← Back to context

Comment by blintz

4 years ago

This is a nice idea, especially given all the work people have done recently to make in-language querying nicer (Spark comes to mind).

My only gripe is the 'auto-generated' column names for aggregates. This seems like a recipe for disaster - what if there is already (as there almost certainly will be) named "sum_gross_cost"? The behavior also just seems rather unexpected and implicit. My suggestion would be simple syntax that lets you optionally give a name to a particular aggregate column:

    ...
    filter gross_cost > 0
    aggregate by:[title, country] [
        average salary,
        sum gross_salary,
        average gross_cost,
        let sum_gc = sum gross_cost,
        count,
    ]
    sort sum_gc

While it might seem a little uglier, it seems much more sustainable in the long run. If this is really too gross, I'd advocate some token other than underscore that is reserved for aggregation variables; perhaps `sum@gross_cost` or `sum#gross_cost`.

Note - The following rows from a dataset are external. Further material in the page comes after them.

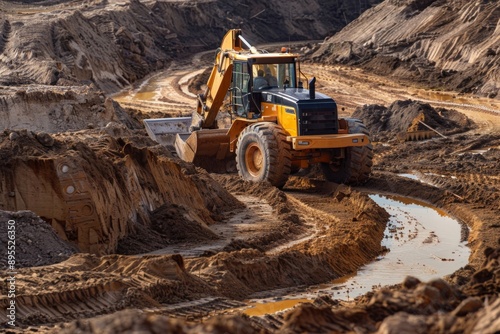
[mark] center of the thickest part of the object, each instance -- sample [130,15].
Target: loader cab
[276,74]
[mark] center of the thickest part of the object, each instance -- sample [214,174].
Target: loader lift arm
[210,102]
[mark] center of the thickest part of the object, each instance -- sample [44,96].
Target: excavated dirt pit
[179,250]
[420,241]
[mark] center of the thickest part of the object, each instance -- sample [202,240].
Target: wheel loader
[278,126]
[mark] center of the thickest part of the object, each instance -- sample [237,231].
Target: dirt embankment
[401,117]
[113,43]
[442,44]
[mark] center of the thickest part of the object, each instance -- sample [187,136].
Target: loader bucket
[208,149]
[164,130]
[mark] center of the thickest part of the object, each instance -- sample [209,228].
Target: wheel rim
[254,159]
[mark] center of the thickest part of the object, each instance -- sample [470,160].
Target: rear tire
[356,167]
[263,154]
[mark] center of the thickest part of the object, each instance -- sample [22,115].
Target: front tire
[263,154]
[356,167]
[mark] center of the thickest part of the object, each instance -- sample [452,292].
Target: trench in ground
[422,241]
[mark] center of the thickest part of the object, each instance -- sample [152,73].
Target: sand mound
[36,242]
[406,116]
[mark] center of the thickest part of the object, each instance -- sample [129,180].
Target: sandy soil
[135,239]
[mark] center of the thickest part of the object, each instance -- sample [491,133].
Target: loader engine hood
[316,116]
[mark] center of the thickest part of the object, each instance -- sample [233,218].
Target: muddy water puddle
[423,241]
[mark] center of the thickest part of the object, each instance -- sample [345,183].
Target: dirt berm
[402,117]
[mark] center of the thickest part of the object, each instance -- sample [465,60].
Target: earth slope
[444,44]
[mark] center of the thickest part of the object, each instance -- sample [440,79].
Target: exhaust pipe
[312,88]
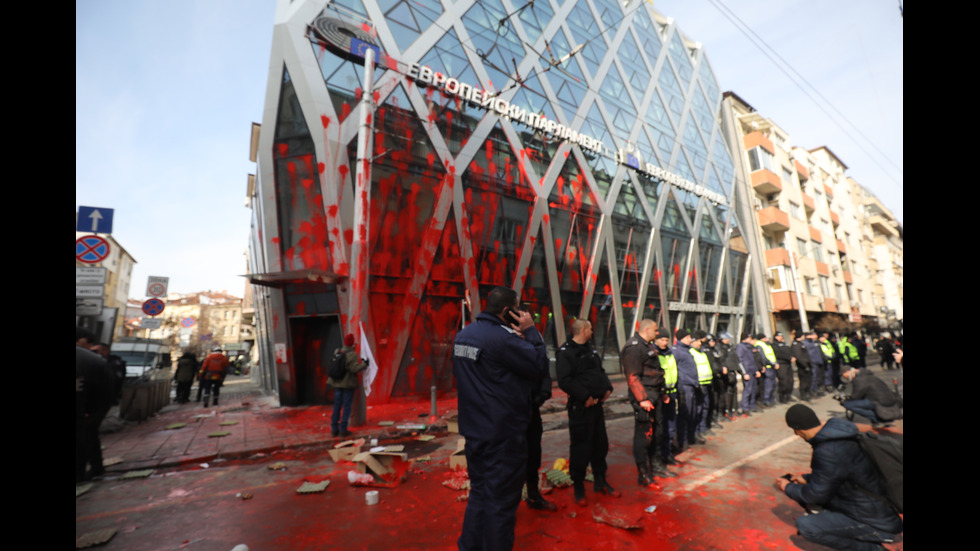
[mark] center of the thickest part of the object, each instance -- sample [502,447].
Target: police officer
[768,358]
[496,361]
[640,364]
[703,394]
[804,368]
[730,369]
[828,345]
[668,410]
[751,371]
[687,390]
[817,362]
[580,374]
[784,371]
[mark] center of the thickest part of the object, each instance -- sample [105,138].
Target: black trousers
[648,433]
[534,432]
[497,470]
[589,443]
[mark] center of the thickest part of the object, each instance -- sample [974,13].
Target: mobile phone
[511,316]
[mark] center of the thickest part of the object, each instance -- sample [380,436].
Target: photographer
[344,388]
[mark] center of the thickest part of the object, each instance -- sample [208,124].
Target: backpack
[337,368]
[886,455]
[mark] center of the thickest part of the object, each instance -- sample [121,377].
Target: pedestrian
[497,359]
[770,365]
[687,390]
[784,367]
[581,375]
[93,398]
[842,493]
[540,394]
[187,367]
[751,371]
[344,388]
[646,387]
[212,374]
[804,367]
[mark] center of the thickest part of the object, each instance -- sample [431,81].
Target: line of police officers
[678,393]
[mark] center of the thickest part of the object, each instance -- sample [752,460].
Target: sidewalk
[256,423]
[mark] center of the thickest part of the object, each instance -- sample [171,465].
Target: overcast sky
[165,94]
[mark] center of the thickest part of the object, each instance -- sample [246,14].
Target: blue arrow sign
[94,220]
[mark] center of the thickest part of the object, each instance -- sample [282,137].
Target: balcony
[815,234]
[765,182]
[777,257]
[801,171]
[808,203]
[753,139]
[784,300]
[772,219]
[882,225]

> My only gripe is the 'auto-generated' column names for aggregates

For what it's worth, a similar problem already exists with SQL. Something simple like

  select count(*) from my_table;

automatically aliases the column to `count`, even if `my_table` has a column called `count`.

In practice, I don't think this is a major problem.

Definitely — giving the option of naming them is great.

I'm not sure whether we should force naming? When I'm writing a query often I'm fine with something auto-generated when starting out.